Remote server is running ProFTPD.
220: ProFTPD 1.3.6rc2 Server (ftp10.pointinspace.com) [216.27.95.22]
Connected to ftp10.pointinspace.com.
Cmd: USER supercargo
331: Password required for supercargo
Cmd: PASS xxxxxxxx
230: User supercargo logged in
Cmd: TYPE A
200: Type set to A
Logged in to ftp10.pointinspace.com as supercargo.
Cmd: SYST
215: UNIX Type: L8
Cmd: FEAT
211: Features:
EPRT
EPSV
HOST
MDTM
MFF modify;UNIX.group;UNIX.mode;
MFMT
MLST
modify*;perm*;size*;type*;unique*;UNIX.group*;UNIX.mode*;UNIX.owner*;
REST STREAM
SIZE
TVFS
End
Cmd: PWD
257: "/" is the current directory
Cmd: CWD /supercontainer/ICE/IMAGES
250: CWD command successful
Cmd: PORT 192,168,0,34,228,178
200: PORT command successful
Cmd: LIST -a
150: Opening ASCII mode data connection for file list
Could not directory listing data -- timed out.
--
-------------------------------------------------------------------
John May : President http://www.pointinspace.com/
Point In Space Internet Solutions 800.664.8610 919.338.8198
TJ Saunders
2017-03-03 17:04:24 UTC
Permalink
Post by John May
Remote server is running ProFTPD.
220: ProFTPD 1.3.6rc2 Server (ftp10.pointinspace.com) [216.27.95.22]
Here we see the IP address used for the control connection: 216.27.95.22
Post by John May
Cmd: PORT 192,168,0,34,228,158
200: PORT command successful
Here we see the FTP client requesting an active data transfer, to
192.168.0.34. Curious, as that is an RFC 1918, non-publicly routable
address, but...
Post by John May
Cmd: LIST -a
150: Opening ASCII mode data connection for file list
226: Transfer complete
Here we see that the requested data transfer succeeds.

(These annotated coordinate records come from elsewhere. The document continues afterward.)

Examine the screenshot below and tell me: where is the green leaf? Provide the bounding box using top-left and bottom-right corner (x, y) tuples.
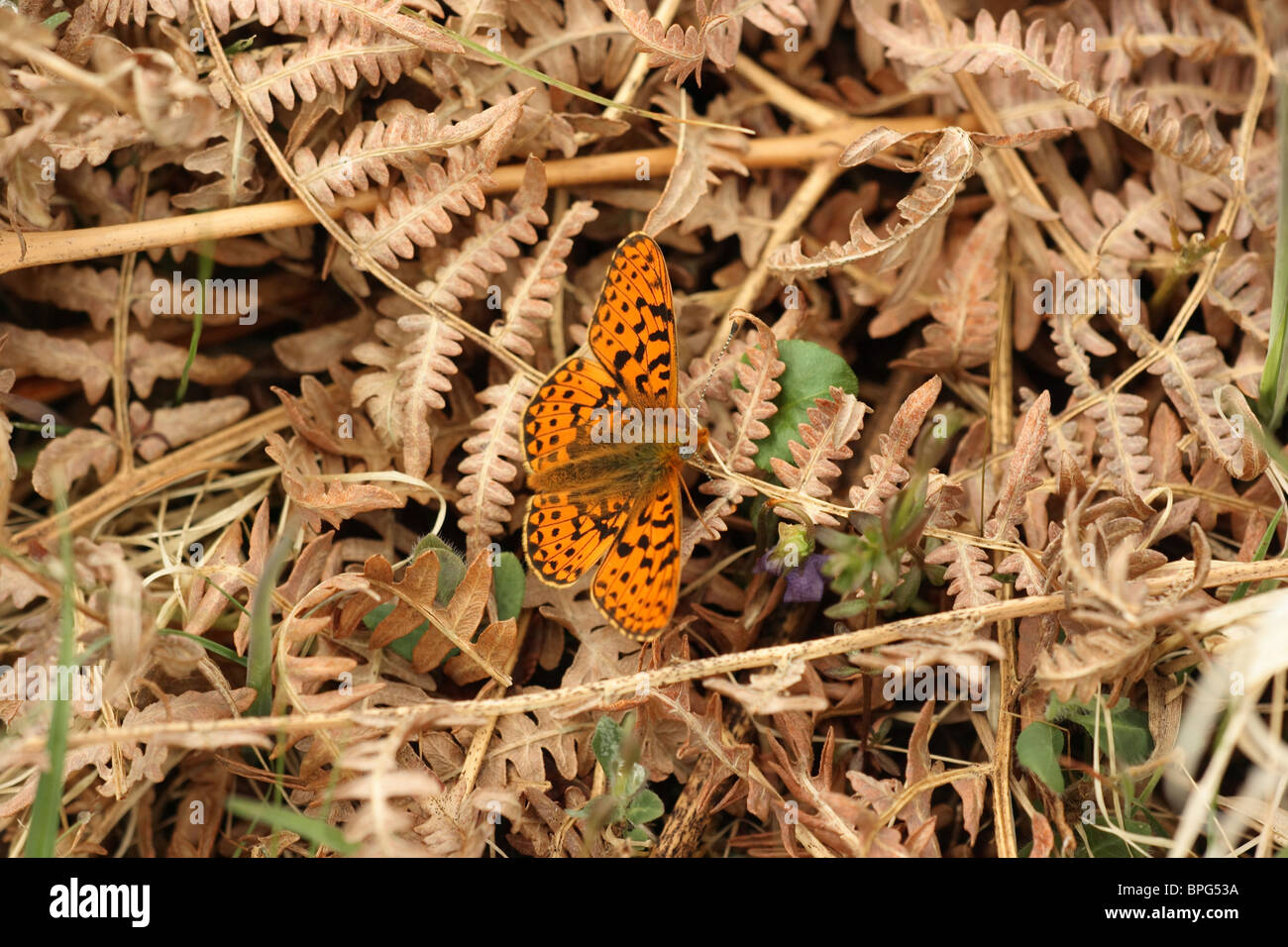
(626, 789), (666, 826)
(1015, 720), (1064, 792)
(1073, 818), (1158, 858)
(492, 553), (525, 621)
(590, 715), (623, 779)
(411, 533), (465, 605)
(227, 796), (358, 856)
(755, 339), (859, 472)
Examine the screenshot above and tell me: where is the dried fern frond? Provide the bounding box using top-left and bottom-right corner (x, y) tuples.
(456, 373), (536, 557)
(770, 126), (1065, 279)
(850, 374), (943, 513)
(489, 201), (599, 357)
(353, 313), (464, 476)
(344, 110), (518, 266)
(416, 158), (548, 312)
(210, 34), (425, 121)
(292, 91), (532, 205)
(866, 10), (1232, 175)
(896, 207), (1008, 372)
(644, 86), (747, 235)
(769, 385), (871, 526)
(1150, 333), (1270, 480)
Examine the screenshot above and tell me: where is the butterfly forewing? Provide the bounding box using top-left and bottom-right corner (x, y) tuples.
(588, 233), (678, 408)
(523, 356), (621, 473)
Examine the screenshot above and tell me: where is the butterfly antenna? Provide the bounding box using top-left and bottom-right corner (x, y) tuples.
(695, 309), (746, 414)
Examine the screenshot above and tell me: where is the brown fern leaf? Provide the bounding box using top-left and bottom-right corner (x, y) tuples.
(604, 0), (707, 86)
(456, 372), (536, 558)
(344, 110), (519, 266)
(864, 10), (1232, 175)
(200, 0), (461, 53)
(769, 385), (870, 526)
(416, 158), (548, 312)
(353, 313), (465, 476)
(683, 326), (786, 556)
(769, 125), (1064, 278)
(86, 0), (190, 30)
(1149, 333), (1269, 480)
(926, 539), (1002, 608)
(984, 391), (1051, 543)
(644, 86), (747, 235)
(292, 89), (533, 206)
(490, 201), (599, 359)
(210, 34), (425, 121)
(850, 374), (943, 513)
(1087, 391), (1153, 509)
(1047, 312), (1153, 511)
(896, 207), (1008, 371)
(344, 152), (490, 266)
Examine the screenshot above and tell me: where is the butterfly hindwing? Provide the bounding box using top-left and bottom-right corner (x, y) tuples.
(523, 492), (630, 585)
(588, 233), (678, 408)
(590, 476), (680, 640)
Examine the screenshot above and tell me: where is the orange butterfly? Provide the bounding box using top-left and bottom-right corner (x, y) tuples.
(523, 233), (704, 640)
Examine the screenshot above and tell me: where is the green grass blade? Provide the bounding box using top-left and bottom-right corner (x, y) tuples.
(226, 796), (358, 856)
(1257, 77), (1288, 432)
(23, 485), (76, 858)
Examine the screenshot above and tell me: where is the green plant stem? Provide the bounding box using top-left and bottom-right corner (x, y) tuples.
(1257, 78), (1288, 432)
(23, 487), (76, 858)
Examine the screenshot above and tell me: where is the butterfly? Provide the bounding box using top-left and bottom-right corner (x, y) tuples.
(523, 233), (697, 640)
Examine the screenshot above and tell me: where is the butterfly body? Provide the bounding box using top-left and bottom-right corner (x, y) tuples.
(523, 233), (686, 639)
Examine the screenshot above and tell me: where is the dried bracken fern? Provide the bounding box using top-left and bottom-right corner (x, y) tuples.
(0, 0), (1288, 858)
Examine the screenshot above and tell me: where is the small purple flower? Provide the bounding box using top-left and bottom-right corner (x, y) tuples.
(783, 553), (827, 601)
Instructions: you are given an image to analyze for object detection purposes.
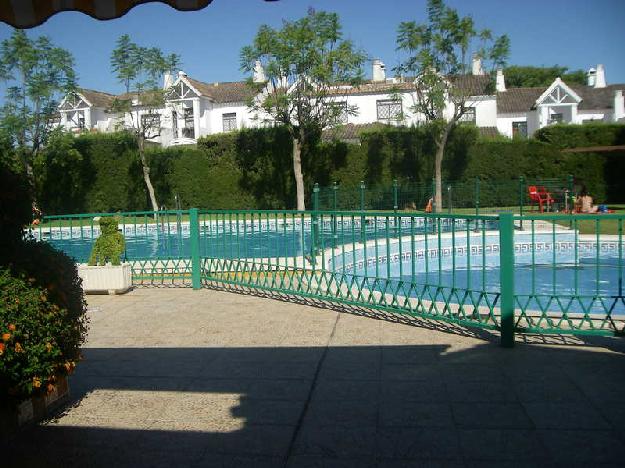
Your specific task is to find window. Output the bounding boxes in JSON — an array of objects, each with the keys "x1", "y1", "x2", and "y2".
[
  {"x1": 377, "y1": 99, "x2": 402, "y2": 120},
  {"x1": 549, "y1": 113, "x2": 564, "y2": 125},
  {"x1": 171, "y1": 110, "x2": 178, "y2": 134},
  {"x1": 460, "y1": 107, "x2": 475, "y2": 124},
  {"x1": 512, "y1": 122, "x2": 527, "y2": 138},
  {"x1": 329, "y1": 101, "x2": 349, "y2": 125},
  {"x1": 182, "y1": 107, "x2": 195, "y2": 138},
  {"x1": 141, "y1": 114, "x2": 161, "y2": 130},
  {"x1": 221, "y1": 112, "x2": 237, "y2": 132}
]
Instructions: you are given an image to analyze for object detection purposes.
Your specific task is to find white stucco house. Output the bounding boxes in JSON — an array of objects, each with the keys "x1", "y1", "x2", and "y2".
[
  {"x1": 496, "y1": 65, "x2": 625, "y2": 137},
  {"x1": 59, "y1": 59, "x2": 625, "y2": 146}
]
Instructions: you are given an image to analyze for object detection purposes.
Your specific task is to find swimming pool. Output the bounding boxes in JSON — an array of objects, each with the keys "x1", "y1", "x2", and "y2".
[{"x1": 36, "y1": 211, "x2": 625, "y2": 330}]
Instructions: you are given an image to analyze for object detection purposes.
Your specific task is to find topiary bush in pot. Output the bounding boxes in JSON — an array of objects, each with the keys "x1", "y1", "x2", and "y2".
[
  {"x1": 78, "y1": 217, "x2": 132, "y2": 294},
  {"x1": 89, "y1": 217, "x2": 125, "y2": 266}
]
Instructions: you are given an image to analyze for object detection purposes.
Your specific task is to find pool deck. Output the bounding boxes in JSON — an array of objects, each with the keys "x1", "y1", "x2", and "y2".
[{"x1": 0, "y1": 288, "x2": 625, "y2": 468}]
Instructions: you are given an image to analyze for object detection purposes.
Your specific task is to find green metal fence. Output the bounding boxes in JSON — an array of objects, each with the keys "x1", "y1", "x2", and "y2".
[
  {"x1": 313, "y1": 176, "x2": 592, "y2": 215},
  {"x1": 35, "y1": 209, "x2": 625, "y2": 346}
]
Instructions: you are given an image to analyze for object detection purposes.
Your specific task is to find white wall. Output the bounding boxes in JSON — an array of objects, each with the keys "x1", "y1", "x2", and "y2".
[
  {"x1": 576, "y1": 110, "x2": 612, "y2": 123},
  {"x1": 497, "y1": 112, "x2": 529, "y2": 138},
  {"x1": 473, "y1": 96, "x2": 497, "y2": 127}
]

This suggests
that there's a client-side router/NAT/firewall which can properly handle
active data transfers from the FTP server. This is good; it rules out
the possibility of such network middleboxes causing FTP data transfer
issues (as they often do).
Post by John May
Cmd: PORT 192,168,0,34,228,159
200: PORT command successful
Cmd: MLSD
150: Opening ASCII mode data connection for MLSD
226: Transfer complete
Another successful active data transfer. And several more.
Post by John May
Cmd: PORT 192,168,0,34,228,164
200: PORT command successful
Cmd: LIST -a
150: Opening ASCII mode data connection for file list
226: Transfer complete
Here we see an active data transfer using "LIST -a", which succeeds.
Also a good sign. Then...
Post by John May
Cmd: PORT 192,168,0,34,228,167
200: PORT command successful
Cmd: LIST -a
150: Opening ASCII mode data connection for file list
Could not directory listing data -- timed out.
Here we see the timeout. I'm assuming the directory listed is the one
with *many* entries.
Post by John May
From this transcript, it looks like it's the FTP _client_ which is
timing out, waiting for the requested transfer of LIST data. Is there a
way to change that client-side data transfer timeout?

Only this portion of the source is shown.